Sunday, September 27, 2009

Five best novels about mental disorders

Douwe Draaisma, the author of Disturbances of the Mind, teaches the theory and history of psychology at the University of Groningen in the Netherlands.

For the Wall Street Journal, he named a five best list of novels that focus on mental disorders. One novel on the list:
Enduring Love
by Ian McEwan
Doubleday, 1997

An idyllic opening scene in the English countryside quickly turns terrifying: Gusting winds drag a helium-filled balloon across fields with a small boy still in the basket, and five onlookers race to his aid. As they battle to hang on to the ropes in the roaring wind, Joe Rose—a science writer who had been picnicking with his wife—happens to meet the eye of Jed Parry, one of the rescuing strangers.
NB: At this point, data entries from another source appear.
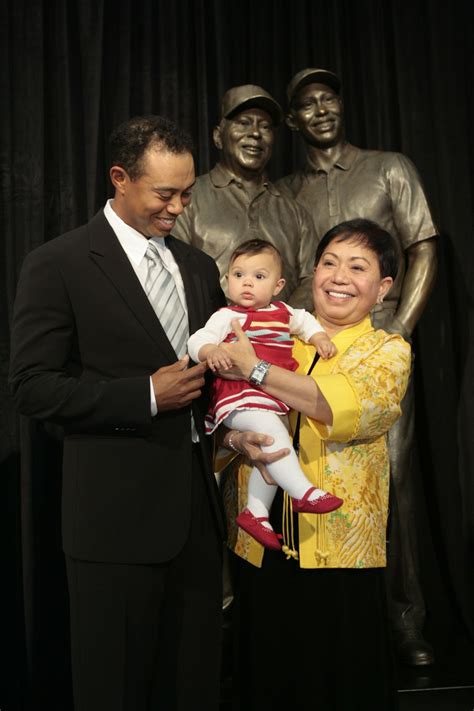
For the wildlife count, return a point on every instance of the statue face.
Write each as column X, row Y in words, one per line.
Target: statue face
column 246, row 141
column 317, row 114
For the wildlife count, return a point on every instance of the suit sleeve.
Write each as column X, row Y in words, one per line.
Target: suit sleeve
column 46, row 370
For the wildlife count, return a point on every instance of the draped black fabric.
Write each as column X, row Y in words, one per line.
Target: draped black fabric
column 70, row 71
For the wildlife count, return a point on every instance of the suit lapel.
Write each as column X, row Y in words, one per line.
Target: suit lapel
column 106, row 252
column 192, row 281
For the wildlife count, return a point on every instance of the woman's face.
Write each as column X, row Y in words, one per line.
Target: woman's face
column 347, row 283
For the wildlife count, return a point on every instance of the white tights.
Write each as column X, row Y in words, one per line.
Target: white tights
column 285, row 472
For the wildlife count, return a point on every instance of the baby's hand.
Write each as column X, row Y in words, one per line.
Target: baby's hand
column 324, row 345
column 218, row 359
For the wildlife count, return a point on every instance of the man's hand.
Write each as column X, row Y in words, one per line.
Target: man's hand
column 176, row 385
column 241, row 353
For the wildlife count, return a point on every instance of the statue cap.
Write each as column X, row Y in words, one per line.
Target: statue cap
column 313, row 76
column 249, row 96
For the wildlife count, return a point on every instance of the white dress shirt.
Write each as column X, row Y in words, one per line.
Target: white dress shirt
column 134, row 244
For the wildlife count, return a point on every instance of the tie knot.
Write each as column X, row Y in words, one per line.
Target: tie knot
column 153, row 254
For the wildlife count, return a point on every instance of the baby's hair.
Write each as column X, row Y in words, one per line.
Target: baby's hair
column 256, row 246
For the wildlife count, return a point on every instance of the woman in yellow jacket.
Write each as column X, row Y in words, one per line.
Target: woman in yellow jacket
column 311, row 621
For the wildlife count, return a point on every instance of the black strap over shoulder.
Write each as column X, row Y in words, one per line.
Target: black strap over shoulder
column 296, row 434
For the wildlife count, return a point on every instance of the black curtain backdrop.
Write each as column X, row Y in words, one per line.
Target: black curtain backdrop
column 70, row 70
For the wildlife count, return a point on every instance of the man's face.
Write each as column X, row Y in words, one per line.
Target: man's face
column 246, row 141
column 318, row 115
column 151, row 203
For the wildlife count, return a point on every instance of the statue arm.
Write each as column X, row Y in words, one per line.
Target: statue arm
column 302, row 296
column 183, row 228
column 417, row 286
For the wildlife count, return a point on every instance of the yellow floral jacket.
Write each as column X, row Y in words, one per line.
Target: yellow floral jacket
column 364, row 385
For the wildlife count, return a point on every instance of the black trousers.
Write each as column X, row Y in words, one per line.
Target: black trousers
column 311, row 639
column 148, row 637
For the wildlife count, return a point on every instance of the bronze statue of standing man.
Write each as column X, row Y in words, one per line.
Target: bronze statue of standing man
column 235, row 201
column 338, row 183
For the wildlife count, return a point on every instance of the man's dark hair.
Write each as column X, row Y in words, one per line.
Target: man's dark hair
column 256, row 246
column 370, row 235
column 130, row 140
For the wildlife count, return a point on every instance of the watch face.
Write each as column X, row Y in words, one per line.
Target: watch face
column 259, row 372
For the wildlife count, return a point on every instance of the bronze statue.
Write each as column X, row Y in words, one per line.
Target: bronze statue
column 340, row 182
column 235, row 201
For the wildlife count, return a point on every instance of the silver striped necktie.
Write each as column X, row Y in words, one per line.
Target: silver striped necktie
column 160, row 287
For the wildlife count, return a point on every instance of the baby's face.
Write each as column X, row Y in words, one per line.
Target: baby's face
column 253, row 279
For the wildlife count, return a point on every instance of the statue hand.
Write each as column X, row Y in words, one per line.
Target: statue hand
column 396, row 326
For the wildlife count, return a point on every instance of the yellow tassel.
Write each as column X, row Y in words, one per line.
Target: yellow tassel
column 287, row 527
In that instant, Jed is convinced that he and Joe are meant for each other. As Jed begins to stalk this man he'd never met before, we learn that Jed suffers from ClĂ©rambault's syndrome, the delusion that someone is secretly in love with you. Those affected by this condition—the cause of which is still unclear—may resort to ever more desperate measures to be with the object of their affection. Jed is no exception—and before long Joe is in mortal danger.
Read about another novel on the list.

Enduring Love also appears on John Mullan's lists of ten of the best examples of unrequited love in literature and ten of the best balloon flights in fiction.